The John Crows are considered almost inaccessible because of the great amount of rainfall, which eats away the limestone crust. The terrain is also steep in places and the rain forest is impassable following a downpour.
It's said the last time anyone went through the heart of the John Crows was in 1890, a major expedition that lasted 12 days.
In the lower altitudes of 1000-2000 feet, the explorers reported jungly, Amazon-like rain forest with 100- to 150-foot-tall trees. Hiking trails stay on the edge of the John Crows and go only a short way into them.
Many begin or end at the town of Millbank, 5 miles south of Moore Town. Little-visited (the road stops at Moore Town) and fairly basic, this is the heart of Maroon country. Moore Town is, in fact, the capital of the Windward Maroons.
The Maroons are still a largely unknown people, preferring to stay that way. Maroons consider themselves an independent nation governed by colonels. Moore Town is home to the Maroon colonel, who will find you a guide.
To reach Moore Town from Port Antonio, take the Sommers Town Road. Turn left at the town of Fellowship and proceed through Newington and Windsor. Turn left at Seaman's Valley. The rocky road leads to Moore Town .
The oldest of the Maroon colonels is Col. Harris, who lives in the cement house next to the post office. Col. Stirling, the official leader, lives a little farther on. Bump Grave across from the school is the monument marking the grave of legendary Nanny, founder of the town and now an official national hero.
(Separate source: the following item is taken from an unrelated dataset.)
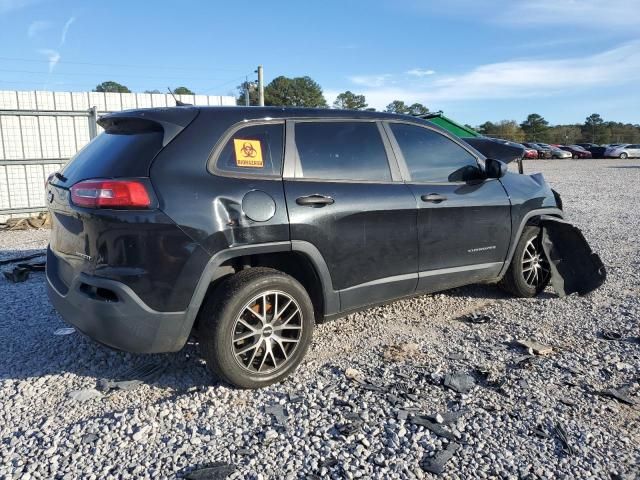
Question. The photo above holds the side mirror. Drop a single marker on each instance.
(495, 168)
To reach Millbank, trailhead for most hikes, turn right at Seaman's Valley instead of left (to Moore Town ). Millbank has no real accommodations. The closest is the Ambassabeth Cabins and Campsite (876/938-5036) at Bowden. The cabins have no electricity or running water. Bowden is an hour's walk south of Millbank.
The reason to walk instead of drive is the rope and board suspension bridge that crosses the Rio Grande River, the only dry crossing to Bowden.